Comment by simonw
18 hours ago
I'm glad this article includes the only credible fix for the HTTP leak problems: CSP.
A useful thing I learned recently is that, while CSP headers are usually set using HTTP headers, you can also reliably set them directly in HTML - for example for HTML generated directly on a page where HTTP headers don't come into play:
<iframe sandbox="allow-scripts" srcdoc="
<meta http-equiv='Content-Security-Policy'
content='default-src none; script-src unsafe-inline; style-src unsafe-inline;'>
<!-- untrusted content here -->
"></iframe>
It feels like this shouldn't work, because JavaScript in the untrusted content could use the DOM to delete or alter that meta tag... but it turns out all modern browsers specifically lock that down, treating those CSP rules as permanent as soon as that meta tag has loaded before any malicious code has the chance to subvert them.
I had Claude Code run some experiments to help demonstrate this a few weeks ago: https://github.com/simonw/research/tree/main/test-csp-iframe...
I read this whole post silently mouthing a "CSP" mantra as each new vulnerability was discovered, years apart no less. Elated when I got to the revelation towards the end.
But for all my self righteous bluster the inline version was news to me. Hacker news. Awesome. Thank you.
Wow - I had no idea. That's really useful, and probably much easier to implement by javascripters than something that might be set in nginx.
And any additional CSP directives can only narrow what's allowed. Also works with headers plus <meta> - <meta>s can restrict the CSP even more than what the headers specified, but they can't widen it.
An idea I’ve been kicking around (which isn’t quite applicable to this use case, I think) is to aggressively restrict the Sec-Fetch- headers on user content. If a server is willing to serve up an untrustworthy SVG, it could refuse to serve it at all unless Sec-Fetch-Dest has the correct value, and ‘document’ and ‘iframe’ would not be correct values.

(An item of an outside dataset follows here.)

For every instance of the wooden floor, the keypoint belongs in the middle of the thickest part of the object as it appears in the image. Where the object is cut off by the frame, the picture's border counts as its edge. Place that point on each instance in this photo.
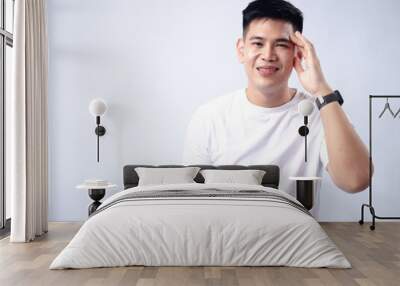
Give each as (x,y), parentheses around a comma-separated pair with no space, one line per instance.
(374,255)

This would make it more difficult to fool a user or their browser by, for example, linking to an SVG file, or using a less-secure mechanism like embed to load it.
This should be in addition to heavily restricting CSP on user content. (Hmm, surely all images should be served with the CSP header set.)
You can bypass the sec-fetch headers via service workers i think.
A better approach here would be to just serve svg with Content-security-policy: script-src 'none'; sandbox
But you can't make a link to https://your.domain/my_phishing_page.svg work as a phishing page using service workers unless you've pretty thoroughly pwned the site already. (And you can constrain what gets to run as a service worker using Sec-Fetch-Dest!)
I suppose an actual exception is Content-Disposition. If you want the user to save a file, you need to serve it with dest == document as far as I know.
Nice, favorited... thinking this could be useful for an email reader to support css, but not scripts.
Most extant email readers support such a limited subset of CSS that nobody is likely to send emails with anything beyond very basic CSS though, unless your reader gains a ton of traction I suppose.
I did not know about `srcdoc`, but it looks like that's still vulnerable to injection by using a double quote and </iframe> to escape the sandbox. If this is constructed in a hygienic way using DOM manipulation, it seems like it could work, but it definitely seems possible to screw up.
If you're constructing your unsandboxed parent document HTML using string concatenation, you might as well not use the sandboxed iframe at all. But presumably someone who bothers to sandbox untrusted content also knows about setAttribute(), or the srcdoc JS property.
You can entity-encode the content in the srcdoc= attribute to robustly solve that problem, or populate it via the DOM.